Since coming home for the summer I have had so much anxiety. Anxiety for being home, after finishing your first year of college, what? Like is that even real? Well, in my case it is.
Since being away at school, I have always dreaded coming home for holiday or semester breaks. I just don’t like being home. Home reminds me of all of the things I’ve been running from since I became a follower of Christ. Just in these few short weeks since coming home from college, I’ve had so much anxiety.

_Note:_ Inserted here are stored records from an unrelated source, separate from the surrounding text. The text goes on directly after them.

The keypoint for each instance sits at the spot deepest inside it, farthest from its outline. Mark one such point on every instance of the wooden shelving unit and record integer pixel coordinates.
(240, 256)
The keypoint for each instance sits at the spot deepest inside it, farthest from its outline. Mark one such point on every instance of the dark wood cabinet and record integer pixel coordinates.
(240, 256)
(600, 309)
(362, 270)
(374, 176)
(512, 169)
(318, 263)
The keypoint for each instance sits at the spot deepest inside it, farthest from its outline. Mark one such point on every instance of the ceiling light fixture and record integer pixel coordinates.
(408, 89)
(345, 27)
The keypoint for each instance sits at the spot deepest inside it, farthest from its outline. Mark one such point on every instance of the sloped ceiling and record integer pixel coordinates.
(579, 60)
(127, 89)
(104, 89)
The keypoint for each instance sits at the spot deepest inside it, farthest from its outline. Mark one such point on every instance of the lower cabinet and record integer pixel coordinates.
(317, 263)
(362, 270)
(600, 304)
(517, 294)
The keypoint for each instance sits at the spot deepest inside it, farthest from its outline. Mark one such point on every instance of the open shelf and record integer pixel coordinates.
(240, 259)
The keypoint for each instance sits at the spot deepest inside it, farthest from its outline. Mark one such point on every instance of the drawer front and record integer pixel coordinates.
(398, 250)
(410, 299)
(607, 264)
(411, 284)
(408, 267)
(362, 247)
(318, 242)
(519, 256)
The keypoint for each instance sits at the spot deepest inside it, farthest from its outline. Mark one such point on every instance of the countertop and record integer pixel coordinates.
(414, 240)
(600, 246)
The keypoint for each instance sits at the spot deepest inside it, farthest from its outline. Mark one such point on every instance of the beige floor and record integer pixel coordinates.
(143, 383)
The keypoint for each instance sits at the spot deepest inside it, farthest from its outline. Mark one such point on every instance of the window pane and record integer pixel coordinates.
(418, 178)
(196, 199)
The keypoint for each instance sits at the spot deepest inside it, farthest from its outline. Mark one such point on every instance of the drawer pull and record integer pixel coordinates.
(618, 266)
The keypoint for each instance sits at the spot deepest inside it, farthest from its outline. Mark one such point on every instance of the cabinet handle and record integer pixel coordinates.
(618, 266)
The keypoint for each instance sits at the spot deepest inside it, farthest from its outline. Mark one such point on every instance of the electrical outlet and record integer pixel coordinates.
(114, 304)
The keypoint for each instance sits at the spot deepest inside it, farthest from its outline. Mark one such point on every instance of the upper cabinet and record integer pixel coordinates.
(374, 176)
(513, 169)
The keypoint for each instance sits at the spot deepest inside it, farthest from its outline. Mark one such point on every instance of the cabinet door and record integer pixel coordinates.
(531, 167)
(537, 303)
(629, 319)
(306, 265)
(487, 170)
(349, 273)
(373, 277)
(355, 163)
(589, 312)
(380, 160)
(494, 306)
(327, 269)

In just these last couple of weeks since coming home from college, I’ve had so much anxiety being at home. I picked up a second job at the credit union my dad works at, and am continuing to work at my local corner farm market that I’ve been working at for the last two years and a half. Now don’t get me wrong, I love my two jobs, they’re honestly amazing, but since being home I’ve felt such anguish inside of me. Like, I shouldn’t be at home, I should be a camp counselor at some Christian camp, or serving in a church with the women’s ministries pastor, or going overseas for a missions trip, or doing some other Christianese thing that every other Christian college student is doing this summer. Not that doing any of those things is wrong, they’re great, but those things are the typical things a Christian college student does for the summer.
Even though I hate doing the typical thing that every other person does, especially when it comes to my relationship with Christ, I felt so heartbroken that I wasn’t doing any of those things I listed above. Now, just like I mentioned before that I hate being the typical Christian girl, God didn’t want me to be typical either this summer. He called me to be at home with my family and work two jobs this summer. While some would say that’s awesome, I was being miserable Molly over here wallowing in what I wasn’t doing.

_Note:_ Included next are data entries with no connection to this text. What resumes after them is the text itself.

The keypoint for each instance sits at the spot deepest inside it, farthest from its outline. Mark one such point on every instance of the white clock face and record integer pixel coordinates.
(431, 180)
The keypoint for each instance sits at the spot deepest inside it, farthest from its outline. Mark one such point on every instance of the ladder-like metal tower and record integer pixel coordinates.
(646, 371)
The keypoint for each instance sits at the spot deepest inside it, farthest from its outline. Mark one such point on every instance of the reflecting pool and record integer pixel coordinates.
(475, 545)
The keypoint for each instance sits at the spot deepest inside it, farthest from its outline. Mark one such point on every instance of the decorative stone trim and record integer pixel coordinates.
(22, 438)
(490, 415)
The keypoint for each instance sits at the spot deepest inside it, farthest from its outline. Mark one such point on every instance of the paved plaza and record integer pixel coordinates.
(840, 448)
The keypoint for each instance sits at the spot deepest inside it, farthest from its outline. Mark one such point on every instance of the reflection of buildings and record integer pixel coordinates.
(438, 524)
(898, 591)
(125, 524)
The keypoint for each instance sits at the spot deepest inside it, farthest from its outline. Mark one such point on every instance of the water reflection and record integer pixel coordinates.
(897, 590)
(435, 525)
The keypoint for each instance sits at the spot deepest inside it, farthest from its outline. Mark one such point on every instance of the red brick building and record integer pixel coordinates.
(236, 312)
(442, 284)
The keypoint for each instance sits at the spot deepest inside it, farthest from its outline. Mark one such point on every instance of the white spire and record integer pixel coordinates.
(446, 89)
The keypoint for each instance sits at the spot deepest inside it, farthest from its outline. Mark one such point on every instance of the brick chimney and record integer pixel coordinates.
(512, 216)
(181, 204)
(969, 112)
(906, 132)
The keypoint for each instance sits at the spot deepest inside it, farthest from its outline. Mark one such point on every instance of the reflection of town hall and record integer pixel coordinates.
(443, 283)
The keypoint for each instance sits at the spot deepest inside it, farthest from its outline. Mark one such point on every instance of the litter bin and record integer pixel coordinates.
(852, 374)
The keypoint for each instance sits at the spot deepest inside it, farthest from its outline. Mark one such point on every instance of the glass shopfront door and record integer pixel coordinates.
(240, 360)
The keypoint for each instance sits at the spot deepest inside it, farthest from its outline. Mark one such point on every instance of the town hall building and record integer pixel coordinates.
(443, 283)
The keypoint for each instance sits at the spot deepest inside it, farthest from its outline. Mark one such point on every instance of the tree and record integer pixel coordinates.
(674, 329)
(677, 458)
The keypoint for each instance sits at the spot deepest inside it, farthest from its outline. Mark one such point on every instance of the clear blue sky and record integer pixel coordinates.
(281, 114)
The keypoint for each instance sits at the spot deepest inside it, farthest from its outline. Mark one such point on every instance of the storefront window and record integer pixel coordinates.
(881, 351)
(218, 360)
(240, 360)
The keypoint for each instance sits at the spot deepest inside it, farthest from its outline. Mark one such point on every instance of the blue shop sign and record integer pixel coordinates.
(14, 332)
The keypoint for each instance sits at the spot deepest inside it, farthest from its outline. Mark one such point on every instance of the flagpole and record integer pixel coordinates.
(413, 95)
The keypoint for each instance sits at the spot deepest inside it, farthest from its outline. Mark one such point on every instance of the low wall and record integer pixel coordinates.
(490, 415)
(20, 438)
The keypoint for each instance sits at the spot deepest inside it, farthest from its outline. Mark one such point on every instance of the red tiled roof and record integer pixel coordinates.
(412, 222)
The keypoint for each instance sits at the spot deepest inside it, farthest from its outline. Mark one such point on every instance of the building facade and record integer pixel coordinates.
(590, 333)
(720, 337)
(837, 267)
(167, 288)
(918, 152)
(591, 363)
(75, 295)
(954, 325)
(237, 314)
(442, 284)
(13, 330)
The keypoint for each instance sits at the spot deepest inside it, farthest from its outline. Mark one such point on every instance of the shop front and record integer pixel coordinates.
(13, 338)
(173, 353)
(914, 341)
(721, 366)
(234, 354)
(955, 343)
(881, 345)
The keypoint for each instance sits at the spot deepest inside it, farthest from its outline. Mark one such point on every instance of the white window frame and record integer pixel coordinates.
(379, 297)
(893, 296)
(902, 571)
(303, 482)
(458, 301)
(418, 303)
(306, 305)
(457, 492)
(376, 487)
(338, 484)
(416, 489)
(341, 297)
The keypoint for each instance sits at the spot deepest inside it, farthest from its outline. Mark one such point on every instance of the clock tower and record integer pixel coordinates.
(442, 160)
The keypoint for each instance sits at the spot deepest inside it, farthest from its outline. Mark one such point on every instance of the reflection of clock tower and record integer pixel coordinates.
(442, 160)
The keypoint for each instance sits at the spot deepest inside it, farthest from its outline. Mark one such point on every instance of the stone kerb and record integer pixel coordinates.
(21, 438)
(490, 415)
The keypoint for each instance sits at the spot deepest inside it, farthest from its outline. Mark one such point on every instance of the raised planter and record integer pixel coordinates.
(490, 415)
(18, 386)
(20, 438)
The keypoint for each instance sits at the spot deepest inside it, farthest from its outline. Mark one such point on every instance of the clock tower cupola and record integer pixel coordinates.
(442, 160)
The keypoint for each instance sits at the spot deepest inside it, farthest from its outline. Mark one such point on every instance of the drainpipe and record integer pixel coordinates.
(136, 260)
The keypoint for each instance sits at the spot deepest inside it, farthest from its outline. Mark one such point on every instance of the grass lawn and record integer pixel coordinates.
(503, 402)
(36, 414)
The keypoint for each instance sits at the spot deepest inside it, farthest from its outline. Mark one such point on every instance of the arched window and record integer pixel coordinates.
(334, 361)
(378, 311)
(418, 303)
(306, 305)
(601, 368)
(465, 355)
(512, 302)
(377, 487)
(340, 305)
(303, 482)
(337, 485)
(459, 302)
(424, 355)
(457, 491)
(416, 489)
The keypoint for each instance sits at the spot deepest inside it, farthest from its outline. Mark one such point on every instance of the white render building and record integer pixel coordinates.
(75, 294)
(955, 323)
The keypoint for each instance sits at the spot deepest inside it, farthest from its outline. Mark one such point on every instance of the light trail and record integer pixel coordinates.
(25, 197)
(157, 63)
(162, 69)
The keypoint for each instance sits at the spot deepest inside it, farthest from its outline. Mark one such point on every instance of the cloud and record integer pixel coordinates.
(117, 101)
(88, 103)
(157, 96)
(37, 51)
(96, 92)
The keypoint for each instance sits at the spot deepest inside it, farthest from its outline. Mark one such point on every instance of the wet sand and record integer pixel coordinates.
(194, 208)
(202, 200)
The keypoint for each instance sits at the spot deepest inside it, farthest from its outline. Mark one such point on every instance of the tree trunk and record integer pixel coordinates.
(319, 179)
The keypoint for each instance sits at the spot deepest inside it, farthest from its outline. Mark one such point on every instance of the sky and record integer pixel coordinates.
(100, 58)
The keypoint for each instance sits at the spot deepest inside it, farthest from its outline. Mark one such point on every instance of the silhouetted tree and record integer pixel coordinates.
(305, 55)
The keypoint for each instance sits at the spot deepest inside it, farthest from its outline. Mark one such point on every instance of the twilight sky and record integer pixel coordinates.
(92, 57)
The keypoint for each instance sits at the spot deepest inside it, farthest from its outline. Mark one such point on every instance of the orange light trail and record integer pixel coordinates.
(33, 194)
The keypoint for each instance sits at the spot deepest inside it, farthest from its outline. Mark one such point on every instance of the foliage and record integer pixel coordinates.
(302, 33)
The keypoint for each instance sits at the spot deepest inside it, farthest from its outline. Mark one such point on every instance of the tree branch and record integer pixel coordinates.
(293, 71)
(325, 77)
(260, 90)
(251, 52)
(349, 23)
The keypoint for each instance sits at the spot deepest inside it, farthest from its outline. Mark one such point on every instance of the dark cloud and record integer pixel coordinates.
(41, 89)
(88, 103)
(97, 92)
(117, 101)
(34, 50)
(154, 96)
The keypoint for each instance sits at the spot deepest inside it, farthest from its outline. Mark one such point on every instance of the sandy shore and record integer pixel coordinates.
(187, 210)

That’s right when God hit me like two weeks ago. During my church service, my pastor was preaching on the power of God in 1 Corinthians 4:14-20, 6:9-11, and 15:50-58. He was saying how everyone wants to see miraculous acts like hearings, and miracles, which are amazing and great, praise God, but doesn’t look for the power of God in the mundane. That hit me like a bullet and pierced me at my core. THE MUNDANE. The mundane of being at home. The mundane of working one job and going to the next. The mundane of waking up. The mundane of working out. Okay, enough of listing mundane things Aleks, get to the point. God calls me to look for His power in the mundane of my life. When I’m working my two different jobs, He is looking for me to ask how I can be His light and serve Him. He’s wanting me to look for the little opportunities to plant His seed. All of the things I was doing currently, but I thought would be put to better use at some Christian camp with screaming kids.

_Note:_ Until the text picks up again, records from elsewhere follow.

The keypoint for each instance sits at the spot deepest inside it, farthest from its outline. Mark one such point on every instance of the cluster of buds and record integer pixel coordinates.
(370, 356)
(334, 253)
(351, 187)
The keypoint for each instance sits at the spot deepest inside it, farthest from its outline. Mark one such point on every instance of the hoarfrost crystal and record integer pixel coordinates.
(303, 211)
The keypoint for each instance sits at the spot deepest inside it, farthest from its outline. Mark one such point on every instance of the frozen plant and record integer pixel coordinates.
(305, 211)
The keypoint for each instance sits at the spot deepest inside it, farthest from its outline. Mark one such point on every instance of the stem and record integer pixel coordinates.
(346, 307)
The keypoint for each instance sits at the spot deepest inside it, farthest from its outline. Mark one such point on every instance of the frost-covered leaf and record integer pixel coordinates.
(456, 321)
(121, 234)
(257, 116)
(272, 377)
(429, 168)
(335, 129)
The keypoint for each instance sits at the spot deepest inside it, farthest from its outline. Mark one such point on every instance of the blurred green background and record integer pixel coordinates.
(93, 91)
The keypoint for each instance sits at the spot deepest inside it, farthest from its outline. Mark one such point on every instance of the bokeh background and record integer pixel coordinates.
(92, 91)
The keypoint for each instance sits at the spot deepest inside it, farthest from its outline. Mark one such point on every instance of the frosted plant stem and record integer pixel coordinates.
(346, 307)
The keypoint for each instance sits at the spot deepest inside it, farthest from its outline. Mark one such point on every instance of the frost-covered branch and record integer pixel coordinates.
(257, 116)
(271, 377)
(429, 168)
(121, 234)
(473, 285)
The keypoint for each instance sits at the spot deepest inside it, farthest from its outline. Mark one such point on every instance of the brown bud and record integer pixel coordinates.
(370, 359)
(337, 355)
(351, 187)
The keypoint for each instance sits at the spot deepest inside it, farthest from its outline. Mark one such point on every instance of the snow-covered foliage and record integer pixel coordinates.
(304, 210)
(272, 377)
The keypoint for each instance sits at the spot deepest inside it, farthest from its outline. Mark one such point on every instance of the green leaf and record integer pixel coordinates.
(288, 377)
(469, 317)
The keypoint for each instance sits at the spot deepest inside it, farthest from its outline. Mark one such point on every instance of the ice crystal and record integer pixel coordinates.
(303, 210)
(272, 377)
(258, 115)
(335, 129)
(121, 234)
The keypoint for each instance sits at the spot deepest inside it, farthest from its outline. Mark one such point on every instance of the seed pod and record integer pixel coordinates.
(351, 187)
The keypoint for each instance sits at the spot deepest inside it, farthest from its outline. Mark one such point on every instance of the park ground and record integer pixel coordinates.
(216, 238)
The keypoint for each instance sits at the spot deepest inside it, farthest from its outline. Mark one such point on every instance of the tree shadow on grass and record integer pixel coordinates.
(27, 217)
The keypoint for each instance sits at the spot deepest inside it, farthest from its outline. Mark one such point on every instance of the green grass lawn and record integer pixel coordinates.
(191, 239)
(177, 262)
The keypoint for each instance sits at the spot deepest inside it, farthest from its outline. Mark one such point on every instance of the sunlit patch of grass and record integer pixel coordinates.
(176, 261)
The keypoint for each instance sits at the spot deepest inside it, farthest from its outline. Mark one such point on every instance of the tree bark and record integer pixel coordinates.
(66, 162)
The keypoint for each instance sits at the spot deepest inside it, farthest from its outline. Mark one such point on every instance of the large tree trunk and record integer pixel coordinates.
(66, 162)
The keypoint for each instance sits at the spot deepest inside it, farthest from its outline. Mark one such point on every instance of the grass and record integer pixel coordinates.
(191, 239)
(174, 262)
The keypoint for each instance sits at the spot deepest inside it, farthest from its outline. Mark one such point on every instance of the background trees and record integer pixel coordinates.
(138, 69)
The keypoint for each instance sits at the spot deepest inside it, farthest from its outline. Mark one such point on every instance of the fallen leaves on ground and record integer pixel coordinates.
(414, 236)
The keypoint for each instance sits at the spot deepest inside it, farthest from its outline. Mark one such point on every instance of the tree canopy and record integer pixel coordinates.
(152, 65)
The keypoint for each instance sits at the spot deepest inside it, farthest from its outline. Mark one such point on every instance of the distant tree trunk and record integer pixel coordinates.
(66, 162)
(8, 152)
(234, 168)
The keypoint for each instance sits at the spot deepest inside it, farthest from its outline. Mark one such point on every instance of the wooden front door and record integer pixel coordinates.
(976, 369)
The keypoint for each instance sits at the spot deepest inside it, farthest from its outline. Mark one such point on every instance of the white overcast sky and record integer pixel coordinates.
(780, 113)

Finally I could breathe. For weeks, well three at most, I felt like I could barely catch my breath since I was so upset and anxious that I was out of God’s will and just doing what I wanted for my summer. He wanted me to look for the power of Jesus in the most mundane places of life. It’s hard guys, let me tell you. BUT it is oh so worth it. In the littlest things that I used to think were so dumb and couldn’t see how God could be involved, now I do, and honestly, it’s breath-taking. Now, that is my new motto. Looking for the power of Jesus in the mundane, because it’s so necessary, and so overlooked.
At times it’s still hard being home, doing what I’m doing, but He just reminds me, Aleks, I’ve called you to be here, and look for my power in the mundane, that’s all I ask. Because that is all He is asking of me, I can rest in that, because He is enough. He even asked me, “Aleks, what if I call you to do this same thing you’re doing this summer for all of the next summers that you come home from college, will you be okay with that?” Answering that question was hard, but I write my answer here that I gave to Him. NO. Just kidding, I got you didn’t I. YES. FREAKING YES. If that’s what He calls me to, I’m okay with it because I’m following Him, and following Christ isn’t always about the miracles and healings, sometimes, actually most of the time, it’s following Him in the simple, mundane of life. Since then, I’ve had the opportunity to share my faith with one of my coworkers. If I would have never looked for the power of Jesus in that moment, I would have lost that opportunity, or maybe not even have lost it, but not have seen the value of it, and savor it like I do. I don’t know what my coworker thought about what I said, but all I know is a seed was planted, a seed from me being faithful to my Lord.
So I challenge you, where are you missing the power of God in your life? Where are you not looking for Him in the simplest tasks of life, and where should you be? It’s a simple question to ask, but it’s so overlooked. After reading this post, I ask, and pray on your behalf, please don’t overlook these questions, the joy you will reap by answering them is unfathomable my dear friends. And so I ask you again, where can you look for the power of God in your mundane life?